By Dr Oliver Tearle (Loughborough University)
‘O, pardon me, thou bleeding piece of earth’ is one of a number of famous speeches made by Mark Antony in Shakespeare’s Julius Caesar. The speech, which occurs in Act 3 Scene 1, is essentially a soliloquy since Mark Antony is alone on stage – the only other ‘person’ with him is the body of the assassinated Julius Caesar.
The line, ‘O, pardon me, thou bleeding piece of earth’ is among the most oft-quoted from the play: a play which gives most of is best lines to Mark Antony, rather than Brutus or its title-character. Indeed, this speech actually gives us another of the play’s oft-quoted lines: ‘Cry havoc, and let slip the dogs of war’. But what about the rest of the speech? Let’s go through it, section by section, summarising its meaning and offer an analysis of its language and imagery.
O, pardon me, thou bleeding piece of earth,
That I am meek and gentle with these butchers!
Mark Antony’s speech immediately signals a new tone in the play, as he allows his emotions free rein as he stands over the body of Julius Caesar (or, some productions, crouches over it and cradles it).
As David Daniell observes in his analysis of this speech in Julius Caesar (The Arden Shakespeare) (an edition of the play we’d strongly recommend to anyone serious about studying Julius Caesar), the speech is ‘metaphysical, even baroque’. Grief opens up something new in Mark Antony’s language and imagery.
Technically, Mark Antony is not merely addressing Caesar but apostrophising him: a rhetorical term for addressing someone who is absent, or, in this case, dead. Caesar cannot respond to or hear Mark Antony’s grief, but we, who overhear his words as the audience to them, can register the emotiveness of his language (describing Caesar’s murderers as ‘butchers’).

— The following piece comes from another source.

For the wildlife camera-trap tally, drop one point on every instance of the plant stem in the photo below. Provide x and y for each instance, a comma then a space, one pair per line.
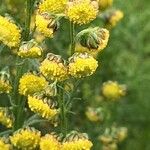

In death, Julius Caesar’s body has returned to that from which it was created: earth, according to the Christian tradition (in which God made Adam from the earth or soil).
Thou art the ruins of the noblest man
That ever lived in the tide of times.
Mark Antony pays tribute to Julius Caesar’s nobility of character. The word ‘tide’, which Brutus, without hearing Antony’s words, will pick up and use later in another famous speech (‘There is a tide in the affairs of men’), conveys the idea of history as an ever-moving stream which one cannot stand still in: one will always be caught up in events, as Caesar was, and as Mark Antony now is.
Woe to the hand that shed this costly blood.
Over thy wounds now do I prophesy
(Which like dumb mouths do ope their ruby lips
To beg the voice and utterance of my tongue)
A curse shall light upon the limbs of men;
As Daniell observes, there is a strong ‘physicality’ to Antony’s speech: he condemns the ‘hand’ that shed Caesar’s blood (actually multiple hands: Brutus, Casca, and Cassius), Caesar’s wounds are like mouths which cannot speak, but seem to open up like lips to encourage Antony to call out this injustice; and Antony prophesises that the ‘limbs’ or body parts of the men who did this will be cursed.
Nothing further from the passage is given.